Этот процесс, увы, затянулся, и конца ему пока не предвиделось. Авантюрная жилка, вместе с фамильным упрямством унаследованная от папаши, пригодилась упрямому наследнику миллионов на его странной и не шибко престижной, с точки зрения столичного бомонда, работе. И вместо того чтобы употребить свои блестящие способности на благое дело приумножения семейных капиталов, Барабанов-младший с упоением отлавливал тех, с кем, сложись все иначе, вполне мог вести деловые переговоры во время бизнес-ланча, а по выходным играть в теннис или, скажем, гольф. Он непрерывно кому-то что-то доказывал: отцу – что не ошибся в выборе профессии, себе – что он не хуже других, коллегам – что мажор с ухоженными руками может дать любому из них сто очков форы. Даже женщинам, которых периодически приводил в свои апартаменты, – что такого кавалера им не найти днем с огнем, что равных в постели ему нет, и что семейная жизнь с его планами пока что, увы, никак не стыкуется.

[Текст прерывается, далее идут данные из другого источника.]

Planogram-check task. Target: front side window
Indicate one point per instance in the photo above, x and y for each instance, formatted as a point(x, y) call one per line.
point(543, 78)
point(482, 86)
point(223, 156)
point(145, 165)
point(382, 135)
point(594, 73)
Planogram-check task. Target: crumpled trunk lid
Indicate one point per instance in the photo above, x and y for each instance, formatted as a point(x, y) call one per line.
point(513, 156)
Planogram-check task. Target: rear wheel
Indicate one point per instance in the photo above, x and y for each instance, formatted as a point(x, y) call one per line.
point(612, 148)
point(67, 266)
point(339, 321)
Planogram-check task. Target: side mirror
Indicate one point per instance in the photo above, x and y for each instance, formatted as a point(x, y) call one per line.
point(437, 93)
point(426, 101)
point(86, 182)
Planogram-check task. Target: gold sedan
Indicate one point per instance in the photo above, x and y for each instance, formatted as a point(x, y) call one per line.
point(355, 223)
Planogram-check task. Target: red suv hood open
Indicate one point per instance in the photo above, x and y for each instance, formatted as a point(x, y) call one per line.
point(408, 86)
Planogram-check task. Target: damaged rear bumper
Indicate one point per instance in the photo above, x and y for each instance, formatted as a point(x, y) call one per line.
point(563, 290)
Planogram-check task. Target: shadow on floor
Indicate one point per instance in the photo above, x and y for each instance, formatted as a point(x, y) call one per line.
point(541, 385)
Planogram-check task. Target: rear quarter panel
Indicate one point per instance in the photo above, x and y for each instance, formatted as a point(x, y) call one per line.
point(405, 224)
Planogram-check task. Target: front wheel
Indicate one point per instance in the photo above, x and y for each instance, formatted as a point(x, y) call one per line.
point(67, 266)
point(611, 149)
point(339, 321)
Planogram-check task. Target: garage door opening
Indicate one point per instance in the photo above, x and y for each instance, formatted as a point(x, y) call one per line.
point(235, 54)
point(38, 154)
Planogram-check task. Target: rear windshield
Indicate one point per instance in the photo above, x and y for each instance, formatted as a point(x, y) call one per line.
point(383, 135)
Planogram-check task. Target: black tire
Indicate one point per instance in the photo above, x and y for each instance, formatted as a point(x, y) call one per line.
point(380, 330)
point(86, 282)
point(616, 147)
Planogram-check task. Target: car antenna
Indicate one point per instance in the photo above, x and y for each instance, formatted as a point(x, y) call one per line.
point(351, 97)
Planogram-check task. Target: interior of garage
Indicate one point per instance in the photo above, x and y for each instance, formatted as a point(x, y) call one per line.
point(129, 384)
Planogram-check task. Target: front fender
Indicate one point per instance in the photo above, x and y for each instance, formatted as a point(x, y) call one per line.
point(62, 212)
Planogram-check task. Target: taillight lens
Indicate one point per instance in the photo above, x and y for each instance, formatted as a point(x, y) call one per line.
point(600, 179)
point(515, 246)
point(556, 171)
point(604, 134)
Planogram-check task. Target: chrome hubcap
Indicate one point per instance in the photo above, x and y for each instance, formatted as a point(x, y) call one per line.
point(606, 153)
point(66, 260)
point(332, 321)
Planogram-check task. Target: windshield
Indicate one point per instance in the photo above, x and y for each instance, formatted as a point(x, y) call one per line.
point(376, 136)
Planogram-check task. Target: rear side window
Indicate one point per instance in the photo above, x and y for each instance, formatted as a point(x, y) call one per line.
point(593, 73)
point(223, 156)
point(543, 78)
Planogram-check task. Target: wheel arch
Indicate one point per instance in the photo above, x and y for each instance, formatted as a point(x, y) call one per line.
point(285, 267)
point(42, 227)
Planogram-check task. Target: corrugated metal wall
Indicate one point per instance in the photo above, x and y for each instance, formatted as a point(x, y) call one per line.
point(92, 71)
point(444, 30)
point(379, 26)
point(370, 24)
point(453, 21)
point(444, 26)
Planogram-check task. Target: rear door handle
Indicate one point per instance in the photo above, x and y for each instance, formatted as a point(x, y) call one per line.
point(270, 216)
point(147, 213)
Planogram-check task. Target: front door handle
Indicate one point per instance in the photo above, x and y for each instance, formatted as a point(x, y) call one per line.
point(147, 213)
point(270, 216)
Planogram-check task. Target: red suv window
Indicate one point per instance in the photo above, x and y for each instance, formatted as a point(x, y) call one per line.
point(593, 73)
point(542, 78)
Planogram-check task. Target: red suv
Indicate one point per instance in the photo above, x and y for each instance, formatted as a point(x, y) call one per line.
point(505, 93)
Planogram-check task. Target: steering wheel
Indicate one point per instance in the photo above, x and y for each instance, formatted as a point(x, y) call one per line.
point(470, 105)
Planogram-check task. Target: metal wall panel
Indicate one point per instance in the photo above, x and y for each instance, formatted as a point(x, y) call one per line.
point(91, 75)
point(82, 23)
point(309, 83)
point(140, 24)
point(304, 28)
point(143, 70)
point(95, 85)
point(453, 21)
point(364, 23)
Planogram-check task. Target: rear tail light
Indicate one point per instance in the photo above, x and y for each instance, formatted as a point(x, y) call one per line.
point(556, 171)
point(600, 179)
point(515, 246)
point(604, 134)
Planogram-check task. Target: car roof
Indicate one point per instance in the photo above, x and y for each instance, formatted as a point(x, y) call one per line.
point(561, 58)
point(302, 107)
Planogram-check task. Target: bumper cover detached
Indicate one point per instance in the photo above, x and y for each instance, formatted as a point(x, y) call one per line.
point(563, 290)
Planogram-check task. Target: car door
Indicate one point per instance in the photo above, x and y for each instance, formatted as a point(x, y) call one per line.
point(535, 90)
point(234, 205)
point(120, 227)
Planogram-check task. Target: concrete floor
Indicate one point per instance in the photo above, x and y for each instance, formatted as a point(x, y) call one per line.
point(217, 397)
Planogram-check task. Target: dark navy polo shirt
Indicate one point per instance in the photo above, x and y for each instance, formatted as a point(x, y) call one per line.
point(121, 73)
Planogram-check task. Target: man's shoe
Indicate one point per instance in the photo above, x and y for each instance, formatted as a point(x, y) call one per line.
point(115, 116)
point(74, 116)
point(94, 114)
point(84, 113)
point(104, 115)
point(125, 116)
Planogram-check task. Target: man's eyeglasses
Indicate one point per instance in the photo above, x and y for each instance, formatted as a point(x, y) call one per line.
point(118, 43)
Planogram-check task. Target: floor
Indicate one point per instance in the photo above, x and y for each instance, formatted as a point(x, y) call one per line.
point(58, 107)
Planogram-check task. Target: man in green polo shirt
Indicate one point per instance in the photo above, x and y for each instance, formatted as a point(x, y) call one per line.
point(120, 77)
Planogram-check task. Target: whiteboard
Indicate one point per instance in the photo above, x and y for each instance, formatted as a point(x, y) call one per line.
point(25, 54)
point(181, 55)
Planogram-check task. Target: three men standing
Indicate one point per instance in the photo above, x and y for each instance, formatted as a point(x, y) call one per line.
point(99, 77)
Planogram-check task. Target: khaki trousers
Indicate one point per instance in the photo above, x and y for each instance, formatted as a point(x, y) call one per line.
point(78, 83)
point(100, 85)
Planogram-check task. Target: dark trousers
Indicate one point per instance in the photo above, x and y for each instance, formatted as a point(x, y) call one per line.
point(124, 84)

Сегодня он в очередной раз утер кое-кому нос. Их с подполковником Федосеевым взаимная неприязнь могла подспудно тлеть годами и в конце концов погаснуть, перегорев и обратившись в холодный пепел. Но теперь, когда подполковник показал свое истинное лицо и был изобличен, Барабанов мог выпустить ее на волю и спокойно, ни от кого не таясь и никого не стесняясь, сказать: ну, я же говорил, что Федосеев ваш – форменная гнида! Вот гнида и есть. Да хуже – предатель!
И, мысленно произнеся эту пламенную речь, майор немедля ее устыдился. Сказано правильно, спора нет, придраться не к чему – да, гнида, да, предатель, дезинформатор и шпион, но торжествовать по этому поводу, наверное, все-таки не стоит. Как-то это мелко, недостойно, непорядочно – все равно что смеяться над человеком, по пьяному делу спалившим собственный дом, или бить лежачего. Пусть лежачий сто раз заслужил, чтобы его уложили, но – справились, уложили, и будет. Как сказал в незапамятные времена один неглупый и знавший толк в военном деле человек, мертвые сраму не имут.